Les violences contre les femmes ont aussi lieu en France. En 2017, avec une centaines d'autres femmes, vous demandiez au président Emmanuel Macron de décréter "un plan d'urgence contre les violences sexuelles". Aujourd'hui, ça continue…
Zabou Breitman : Vous avez vu le nombre de femmes assassinées par leurs conjoints ? Les choses avancent très lentement. Quand il y a des mains courantes, elles ne sont pas suivies. Je ne mets pas tout le monde dans le même sac parce que certains travaillent efficacement. Mais, visiblement, ça ne se passe pas encore très bien. L'idée, c'est de changer les mentalités et c'est long. Par quoi commence-t-on ? Par l'éducation. Si on ne travaille pas sur le long terme, on ne fera rien. Il ne faut pas guérir mais prévenir. Quand j'avais présenté les Molières, j'avais dit que la parité n'existait même pas dans les prisons puisqu'il n'y avait que 7% de femmes.
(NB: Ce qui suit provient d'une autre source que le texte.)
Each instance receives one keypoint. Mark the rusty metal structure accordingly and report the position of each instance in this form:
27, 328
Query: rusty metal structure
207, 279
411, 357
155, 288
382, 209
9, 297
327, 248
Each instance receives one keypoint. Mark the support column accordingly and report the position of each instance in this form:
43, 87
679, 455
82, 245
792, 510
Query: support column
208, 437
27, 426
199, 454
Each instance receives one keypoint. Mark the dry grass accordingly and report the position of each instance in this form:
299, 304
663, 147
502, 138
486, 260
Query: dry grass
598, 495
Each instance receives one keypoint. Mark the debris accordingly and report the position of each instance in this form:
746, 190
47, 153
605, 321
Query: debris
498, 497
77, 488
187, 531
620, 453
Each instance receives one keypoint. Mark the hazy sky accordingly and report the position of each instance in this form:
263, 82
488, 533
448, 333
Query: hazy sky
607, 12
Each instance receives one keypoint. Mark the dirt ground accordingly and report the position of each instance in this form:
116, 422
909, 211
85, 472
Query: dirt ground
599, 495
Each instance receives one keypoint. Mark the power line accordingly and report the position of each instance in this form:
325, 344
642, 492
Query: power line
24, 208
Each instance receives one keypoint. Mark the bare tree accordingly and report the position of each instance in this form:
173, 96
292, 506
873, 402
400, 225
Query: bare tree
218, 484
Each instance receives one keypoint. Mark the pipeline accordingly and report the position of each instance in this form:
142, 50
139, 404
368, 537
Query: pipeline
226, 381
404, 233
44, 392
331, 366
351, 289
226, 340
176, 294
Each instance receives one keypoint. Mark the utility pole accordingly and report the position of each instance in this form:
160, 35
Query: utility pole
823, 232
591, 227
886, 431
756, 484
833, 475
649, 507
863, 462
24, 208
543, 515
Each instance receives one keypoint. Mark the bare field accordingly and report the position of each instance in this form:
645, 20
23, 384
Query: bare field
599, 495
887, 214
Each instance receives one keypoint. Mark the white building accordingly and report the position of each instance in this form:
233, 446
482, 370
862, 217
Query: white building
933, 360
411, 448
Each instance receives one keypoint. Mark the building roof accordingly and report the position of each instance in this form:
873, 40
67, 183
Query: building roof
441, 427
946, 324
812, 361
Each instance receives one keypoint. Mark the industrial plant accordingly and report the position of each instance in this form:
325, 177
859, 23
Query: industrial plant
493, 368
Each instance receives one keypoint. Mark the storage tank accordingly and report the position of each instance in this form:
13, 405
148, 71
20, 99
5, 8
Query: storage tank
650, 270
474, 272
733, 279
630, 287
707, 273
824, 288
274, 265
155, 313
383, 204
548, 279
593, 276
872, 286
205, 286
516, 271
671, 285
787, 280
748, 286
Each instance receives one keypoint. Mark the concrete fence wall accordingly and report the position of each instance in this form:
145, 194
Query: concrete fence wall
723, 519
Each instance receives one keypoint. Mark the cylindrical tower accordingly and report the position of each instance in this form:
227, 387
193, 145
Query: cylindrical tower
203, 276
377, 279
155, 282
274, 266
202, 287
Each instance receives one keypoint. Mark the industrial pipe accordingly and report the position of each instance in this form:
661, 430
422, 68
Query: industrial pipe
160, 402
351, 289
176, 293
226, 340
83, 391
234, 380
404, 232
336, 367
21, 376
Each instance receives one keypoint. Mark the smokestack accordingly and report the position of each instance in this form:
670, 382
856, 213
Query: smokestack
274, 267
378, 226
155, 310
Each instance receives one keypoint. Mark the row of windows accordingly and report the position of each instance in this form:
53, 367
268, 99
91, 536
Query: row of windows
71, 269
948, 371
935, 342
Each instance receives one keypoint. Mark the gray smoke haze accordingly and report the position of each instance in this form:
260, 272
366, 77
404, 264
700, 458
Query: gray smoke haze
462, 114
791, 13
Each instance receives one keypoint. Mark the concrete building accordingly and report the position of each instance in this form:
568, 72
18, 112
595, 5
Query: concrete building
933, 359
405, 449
Et dans ces 7%, la majorité n'est pas visitée en prison parce qu'une femme enfermée, c'est mal vu. Les hommes, eux, sont visités. C'est monstrueux. C'est comme une femme qui boit, c'est dégueulasse, alors qu'un homme, c'est rigolo.
Et la justice dans tout ça ?
Zabou Breitman : Elle est lente. Il y a des femmes qui ont prévenu qu'elles se feront tuer et elles se sont fait tuer. Le prédateur est là et personne ne fait rien. Ça me rend dingue.
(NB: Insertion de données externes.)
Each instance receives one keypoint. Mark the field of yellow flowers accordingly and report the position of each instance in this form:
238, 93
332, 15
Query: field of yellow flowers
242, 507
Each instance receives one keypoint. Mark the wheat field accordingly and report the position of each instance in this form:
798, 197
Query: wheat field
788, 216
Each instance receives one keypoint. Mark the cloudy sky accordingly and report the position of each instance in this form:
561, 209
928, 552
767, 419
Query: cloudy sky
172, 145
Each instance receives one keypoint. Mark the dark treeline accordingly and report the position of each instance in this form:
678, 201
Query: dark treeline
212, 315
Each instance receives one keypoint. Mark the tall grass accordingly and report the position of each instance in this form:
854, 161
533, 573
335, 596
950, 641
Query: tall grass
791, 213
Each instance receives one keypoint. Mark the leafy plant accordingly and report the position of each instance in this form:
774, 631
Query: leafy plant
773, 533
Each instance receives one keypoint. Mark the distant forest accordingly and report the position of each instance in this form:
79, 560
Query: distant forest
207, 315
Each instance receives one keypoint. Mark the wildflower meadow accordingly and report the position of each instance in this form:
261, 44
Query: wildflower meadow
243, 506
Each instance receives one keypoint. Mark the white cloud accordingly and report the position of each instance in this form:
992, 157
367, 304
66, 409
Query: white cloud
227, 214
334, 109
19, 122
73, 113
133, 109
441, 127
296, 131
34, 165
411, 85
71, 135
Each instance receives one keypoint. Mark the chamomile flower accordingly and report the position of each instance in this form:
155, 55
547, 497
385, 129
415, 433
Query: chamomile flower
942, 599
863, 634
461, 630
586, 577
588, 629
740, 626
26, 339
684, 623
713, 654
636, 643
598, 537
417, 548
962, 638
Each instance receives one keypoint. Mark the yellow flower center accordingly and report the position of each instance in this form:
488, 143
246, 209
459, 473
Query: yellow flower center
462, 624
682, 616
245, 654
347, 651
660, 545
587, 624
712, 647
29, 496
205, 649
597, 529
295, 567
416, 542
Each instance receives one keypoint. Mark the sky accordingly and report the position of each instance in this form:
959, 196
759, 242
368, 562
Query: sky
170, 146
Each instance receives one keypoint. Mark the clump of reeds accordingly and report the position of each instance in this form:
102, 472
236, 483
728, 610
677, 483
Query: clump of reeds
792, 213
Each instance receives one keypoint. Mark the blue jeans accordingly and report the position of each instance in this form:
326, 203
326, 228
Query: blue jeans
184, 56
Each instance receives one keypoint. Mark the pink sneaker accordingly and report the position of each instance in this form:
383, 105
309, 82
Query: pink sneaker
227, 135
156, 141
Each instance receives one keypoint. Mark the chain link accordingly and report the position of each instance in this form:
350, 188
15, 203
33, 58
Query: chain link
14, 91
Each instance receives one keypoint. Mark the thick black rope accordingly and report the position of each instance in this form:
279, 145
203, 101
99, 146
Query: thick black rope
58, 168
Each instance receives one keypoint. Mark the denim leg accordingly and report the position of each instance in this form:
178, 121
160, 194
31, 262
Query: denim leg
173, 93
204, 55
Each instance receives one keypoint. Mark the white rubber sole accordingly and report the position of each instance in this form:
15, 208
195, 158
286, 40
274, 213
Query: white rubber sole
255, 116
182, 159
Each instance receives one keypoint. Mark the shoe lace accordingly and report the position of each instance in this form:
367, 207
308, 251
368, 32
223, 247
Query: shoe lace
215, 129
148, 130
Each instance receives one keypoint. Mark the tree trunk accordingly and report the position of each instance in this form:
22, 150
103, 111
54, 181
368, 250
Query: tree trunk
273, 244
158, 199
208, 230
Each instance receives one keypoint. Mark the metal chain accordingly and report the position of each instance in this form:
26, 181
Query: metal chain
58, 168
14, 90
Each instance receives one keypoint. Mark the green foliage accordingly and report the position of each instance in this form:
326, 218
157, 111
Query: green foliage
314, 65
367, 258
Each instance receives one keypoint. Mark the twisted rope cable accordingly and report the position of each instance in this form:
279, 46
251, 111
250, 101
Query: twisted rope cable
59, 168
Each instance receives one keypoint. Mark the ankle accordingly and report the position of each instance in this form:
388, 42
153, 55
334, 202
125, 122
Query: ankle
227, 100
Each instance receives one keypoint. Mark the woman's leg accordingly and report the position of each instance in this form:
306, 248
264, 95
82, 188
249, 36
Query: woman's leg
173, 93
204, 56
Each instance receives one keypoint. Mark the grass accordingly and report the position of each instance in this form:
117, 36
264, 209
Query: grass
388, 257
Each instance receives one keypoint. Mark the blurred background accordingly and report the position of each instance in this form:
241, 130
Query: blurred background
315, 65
Vous vous êtes également illustrée dans le combat contre l'homophobie, qui vous tient à cœur…
Zabou Breitman : Mon père me disait toujours : "La xénophobie, l'homophobie, l'antisémitisme, la misogynie, c'est exactement le même ressort" C'est tellement vrai. Les gens me disent parfois que, sous prétexte que je ne connais pas tel combat, il ne faut pas y aller. Donc, en gros, ça voudrait dire que si je ne suis pas gay, je ne peux pas défendre les homos. Si je ne suis pas incarcérée, je ne me peux pas prendre de position concernant les conditions de détention… Ils sont sérieux ? Je suis là pour avoir une conscience.